For delete requests, the CCPA gives you wide latitude to deny a request if you need the data to comply with laws, to identify errors, to maintain security, to provide services to the consumer, or for reasonably anticipated internal uses, such as financial reporting or product improvement.
If you deny a delete request because you need the data for one or more of these purposes, inform the consumer about those purposes and then going forward, use the data only for those purposes. IF YOU DENY A DELETE REQUEST AND YOU ALSO SELL DATA, OFFER TO OPT THE CONSUMER OUT OF SALES AND LINK TO YOUR OPT OUT PROCEDURES. For data you must delete, you can (1) delete it, (2) render it anonymous or “de-identified” by removing the information associated with the consumer, or (3) you can aggregate it with other data so that it is not capable of being associated with the consumer. There is no need to tell consumers which method you used. For your computer backups, you can delay deleting them until they next time you access them. Finally, inform consumers that you’ll maintain a record of their delete request.

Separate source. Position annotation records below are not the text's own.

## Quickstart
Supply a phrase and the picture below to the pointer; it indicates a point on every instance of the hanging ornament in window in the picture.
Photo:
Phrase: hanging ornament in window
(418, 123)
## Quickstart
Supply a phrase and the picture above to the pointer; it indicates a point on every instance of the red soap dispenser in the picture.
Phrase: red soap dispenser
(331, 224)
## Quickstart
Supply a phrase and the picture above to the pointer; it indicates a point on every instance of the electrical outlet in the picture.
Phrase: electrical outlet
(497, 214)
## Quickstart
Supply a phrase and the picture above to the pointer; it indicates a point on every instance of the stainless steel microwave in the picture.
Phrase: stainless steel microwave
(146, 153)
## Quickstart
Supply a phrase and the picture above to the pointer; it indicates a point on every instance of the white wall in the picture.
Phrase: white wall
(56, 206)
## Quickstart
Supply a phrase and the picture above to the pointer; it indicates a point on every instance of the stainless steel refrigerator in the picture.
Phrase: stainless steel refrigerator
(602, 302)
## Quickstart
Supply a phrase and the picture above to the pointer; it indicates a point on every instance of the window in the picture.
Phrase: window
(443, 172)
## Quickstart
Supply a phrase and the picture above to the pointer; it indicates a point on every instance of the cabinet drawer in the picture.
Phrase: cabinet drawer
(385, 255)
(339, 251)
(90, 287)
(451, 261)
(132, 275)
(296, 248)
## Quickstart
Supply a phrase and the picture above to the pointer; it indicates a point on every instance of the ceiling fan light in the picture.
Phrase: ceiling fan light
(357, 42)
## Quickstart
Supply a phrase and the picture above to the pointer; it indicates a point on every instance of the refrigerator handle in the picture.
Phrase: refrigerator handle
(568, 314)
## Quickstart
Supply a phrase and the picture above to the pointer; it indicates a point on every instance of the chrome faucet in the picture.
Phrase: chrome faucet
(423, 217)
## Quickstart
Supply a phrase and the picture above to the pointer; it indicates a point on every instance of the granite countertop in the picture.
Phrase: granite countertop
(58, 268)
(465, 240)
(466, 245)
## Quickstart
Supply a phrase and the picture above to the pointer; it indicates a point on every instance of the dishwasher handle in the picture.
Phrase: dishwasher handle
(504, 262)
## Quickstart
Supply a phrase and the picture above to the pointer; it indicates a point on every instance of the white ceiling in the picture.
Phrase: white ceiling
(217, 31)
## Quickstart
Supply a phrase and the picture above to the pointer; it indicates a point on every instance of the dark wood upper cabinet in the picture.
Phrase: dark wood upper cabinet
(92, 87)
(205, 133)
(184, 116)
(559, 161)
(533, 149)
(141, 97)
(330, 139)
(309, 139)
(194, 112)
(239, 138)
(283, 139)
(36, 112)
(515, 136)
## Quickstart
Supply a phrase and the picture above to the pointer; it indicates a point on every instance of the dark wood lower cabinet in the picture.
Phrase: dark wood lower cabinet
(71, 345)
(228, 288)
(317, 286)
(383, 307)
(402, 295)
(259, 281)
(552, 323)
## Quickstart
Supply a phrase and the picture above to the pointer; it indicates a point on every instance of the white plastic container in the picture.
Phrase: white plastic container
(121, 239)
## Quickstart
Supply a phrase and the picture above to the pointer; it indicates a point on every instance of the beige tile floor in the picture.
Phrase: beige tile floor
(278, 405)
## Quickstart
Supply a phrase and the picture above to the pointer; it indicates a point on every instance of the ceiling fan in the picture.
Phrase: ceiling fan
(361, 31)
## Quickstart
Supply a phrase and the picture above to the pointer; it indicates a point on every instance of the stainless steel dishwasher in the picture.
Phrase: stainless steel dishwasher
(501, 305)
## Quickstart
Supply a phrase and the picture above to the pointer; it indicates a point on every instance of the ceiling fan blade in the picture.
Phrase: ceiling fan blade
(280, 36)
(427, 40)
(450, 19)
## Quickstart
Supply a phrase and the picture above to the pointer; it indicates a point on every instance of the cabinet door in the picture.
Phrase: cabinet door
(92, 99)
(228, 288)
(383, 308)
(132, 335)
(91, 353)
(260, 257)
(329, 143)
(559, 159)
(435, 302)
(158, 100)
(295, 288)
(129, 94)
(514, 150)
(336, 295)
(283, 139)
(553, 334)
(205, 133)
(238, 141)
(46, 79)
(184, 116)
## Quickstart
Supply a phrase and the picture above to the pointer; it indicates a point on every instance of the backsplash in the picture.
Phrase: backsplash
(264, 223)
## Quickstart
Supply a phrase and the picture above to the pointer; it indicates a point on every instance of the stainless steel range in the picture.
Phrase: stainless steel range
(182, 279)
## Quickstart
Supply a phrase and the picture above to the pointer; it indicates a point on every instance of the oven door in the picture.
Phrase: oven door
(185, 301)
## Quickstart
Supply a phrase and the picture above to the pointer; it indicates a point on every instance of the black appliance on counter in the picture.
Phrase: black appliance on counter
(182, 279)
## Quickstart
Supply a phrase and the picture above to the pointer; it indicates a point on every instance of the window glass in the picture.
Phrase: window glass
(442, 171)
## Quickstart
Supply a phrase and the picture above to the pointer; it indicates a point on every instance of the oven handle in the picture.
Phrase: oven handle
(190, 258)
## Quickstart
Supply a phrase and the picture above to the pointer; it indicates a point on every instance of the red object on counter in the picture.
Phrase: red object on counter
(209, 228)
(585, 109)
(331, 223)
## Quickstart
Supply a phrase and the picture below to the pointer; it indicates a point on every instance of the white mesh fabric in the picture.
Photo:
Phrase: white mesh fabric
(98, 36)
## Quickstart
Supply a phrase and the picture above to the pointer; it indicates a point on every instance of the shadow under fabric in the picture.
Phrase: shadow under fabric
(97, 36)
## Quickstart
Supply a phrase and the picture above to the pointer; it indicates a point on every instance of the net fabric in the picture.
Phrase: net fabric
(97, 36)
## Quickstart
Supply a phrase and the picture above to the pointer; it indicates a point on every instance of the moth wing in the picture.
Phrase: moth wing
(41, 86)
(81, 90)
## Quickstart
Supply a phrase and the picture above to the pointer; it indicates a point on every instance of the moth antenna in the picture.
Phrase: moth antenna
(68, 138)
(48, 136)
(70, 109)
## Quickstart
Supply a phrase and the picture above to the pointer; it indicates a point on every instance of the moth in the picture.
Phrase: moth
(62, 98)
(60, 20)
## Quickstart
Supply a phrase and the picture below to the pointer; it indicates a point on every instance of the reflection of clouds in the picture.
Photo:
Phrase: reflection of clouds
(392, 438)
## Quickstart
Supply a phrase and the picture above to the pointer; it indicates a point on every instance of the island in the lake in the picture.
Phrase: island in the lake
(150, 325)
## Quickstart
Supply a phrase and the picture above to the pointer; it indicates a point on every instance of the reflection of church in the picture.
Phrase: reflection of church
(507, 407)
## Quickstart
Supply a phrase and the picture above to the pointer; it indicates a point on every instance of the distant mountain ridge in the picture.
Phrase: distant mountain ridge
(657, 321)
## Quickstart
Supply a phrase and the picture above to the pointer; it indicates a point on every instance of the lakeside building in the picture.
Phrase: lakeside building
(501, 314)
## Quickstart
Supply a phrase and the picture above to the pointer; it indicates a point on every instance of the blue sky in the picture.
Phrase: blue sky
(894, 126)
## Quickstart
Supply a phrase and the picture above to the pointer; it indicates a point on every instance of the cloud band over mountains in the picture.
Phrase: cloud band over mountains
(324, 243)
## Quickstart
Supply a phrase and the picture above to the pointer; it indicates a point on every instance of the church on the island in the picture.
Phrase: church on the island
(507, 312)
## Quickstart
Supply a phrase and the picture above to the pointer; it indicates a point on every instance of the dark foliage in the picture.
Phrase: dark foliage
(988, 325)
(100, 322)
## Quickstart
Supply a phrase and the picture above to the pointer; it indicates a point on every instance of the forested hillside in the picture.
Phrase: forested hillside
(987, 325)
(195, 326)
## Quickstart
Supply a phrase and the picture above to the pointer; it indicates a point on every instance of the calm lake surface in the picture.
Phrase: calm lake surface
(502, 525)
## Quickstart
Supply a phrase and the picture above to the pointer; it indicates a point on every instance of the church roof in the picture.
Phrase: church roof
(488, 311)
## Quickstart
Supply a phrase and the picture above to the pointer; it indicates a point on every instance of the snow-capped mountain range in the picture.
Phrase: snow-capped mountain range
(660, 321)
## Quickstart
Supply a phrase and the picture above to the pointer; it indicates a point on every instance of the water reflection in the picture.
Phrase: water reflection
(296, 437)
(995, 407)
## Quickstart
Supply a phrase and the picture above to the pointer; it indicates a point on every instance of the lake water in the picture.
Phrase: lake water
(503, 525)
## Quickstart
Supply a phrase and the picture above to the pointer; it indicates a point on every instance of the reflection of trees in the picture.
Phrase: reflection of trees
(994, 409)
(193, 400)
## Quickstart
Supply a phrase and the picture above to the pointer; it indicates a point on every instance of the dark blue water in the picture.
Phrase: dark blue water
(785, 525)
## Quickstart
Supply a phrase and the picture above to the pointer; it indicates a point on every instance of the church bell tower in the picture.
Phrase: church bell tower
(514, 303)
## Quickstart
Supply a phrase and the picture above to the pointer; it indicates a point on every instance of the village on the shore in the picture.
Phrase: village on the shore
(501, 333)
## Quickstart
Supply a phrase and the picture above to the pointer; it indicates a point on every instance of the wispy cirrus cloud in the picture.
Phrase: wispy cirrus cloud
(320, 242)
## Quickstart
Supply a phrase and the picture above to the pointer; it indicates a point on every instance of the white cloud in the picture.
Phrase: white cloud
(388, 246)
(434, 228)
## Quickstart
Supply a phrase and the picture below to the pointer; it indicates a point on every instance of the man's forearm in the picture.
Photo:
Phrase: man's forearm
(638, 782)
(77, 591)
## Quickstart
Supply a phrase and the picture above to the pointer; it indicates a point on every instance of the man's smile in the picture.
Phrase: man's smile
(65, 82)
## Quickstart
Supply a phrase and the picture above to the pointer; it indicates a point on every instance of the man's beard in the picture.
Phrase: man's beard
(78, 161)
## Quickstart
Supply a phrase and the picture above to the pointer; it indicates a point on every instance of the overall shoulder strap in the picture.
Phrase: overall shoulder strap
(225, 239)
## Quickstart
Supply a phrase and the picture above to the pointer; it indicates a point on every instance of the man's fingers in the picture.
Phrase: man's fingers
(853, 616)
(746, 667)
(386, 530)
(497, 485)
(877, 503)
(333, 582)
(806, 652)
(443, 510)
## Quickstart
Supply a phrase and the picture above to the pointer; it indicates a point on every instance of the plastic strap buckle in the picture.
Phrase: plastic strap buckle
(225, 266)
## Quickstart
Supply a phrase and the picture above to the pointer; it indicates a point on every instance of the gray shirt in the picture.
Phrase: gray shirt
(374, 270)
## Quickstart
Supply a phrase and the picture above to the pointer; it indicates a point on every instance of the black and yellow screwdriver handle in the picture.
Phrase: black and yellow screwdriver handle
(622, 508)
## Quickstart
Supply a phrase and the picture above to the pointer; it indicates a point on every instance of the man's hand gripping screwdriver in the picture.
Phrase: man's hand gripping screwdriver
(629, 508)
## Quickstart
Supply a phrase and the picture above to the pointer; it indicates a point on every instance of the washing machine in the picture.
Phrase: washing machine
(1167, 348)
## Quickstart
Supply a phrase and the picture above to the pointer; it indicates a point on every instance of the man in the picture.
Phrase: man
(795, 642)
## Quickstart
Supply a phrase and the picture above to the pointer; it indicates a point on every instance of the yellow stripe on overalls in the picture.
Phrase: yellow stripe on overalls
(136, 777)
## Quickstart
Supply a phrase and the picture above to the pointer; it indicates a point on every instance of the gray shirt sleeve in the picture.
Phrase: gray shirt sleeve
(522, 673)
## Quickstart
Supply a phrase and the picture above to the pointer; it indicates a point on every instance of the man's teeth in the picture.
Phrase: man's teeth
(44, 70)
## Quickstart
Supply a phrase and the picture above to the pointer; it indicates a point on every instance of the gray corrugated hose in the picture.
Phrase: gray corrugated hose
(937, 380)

For opt out of sale requests, wait at least 12 months before you ask a consumer to opt into sales again. However, if the consumer requests a transaction or service that requires opting in, you can request an opt in at that time. When you receive a request opt out of sales, take action on a go-forward basis–there is no need to inform third parties you may have sold the information to previously. However, once you receive the opt out request, if you sell any information to a third party before you process the request, you do need to instruct that third party not to further sell that consumer’s information.
Whenever a consumer opts in to the sale of their personal information, use a two-step opt-in process where the consumer first makes a clear request to opt-in by any available method and then separately confirms their request, for example by filling out a web form and then clicking a link in a resulting email.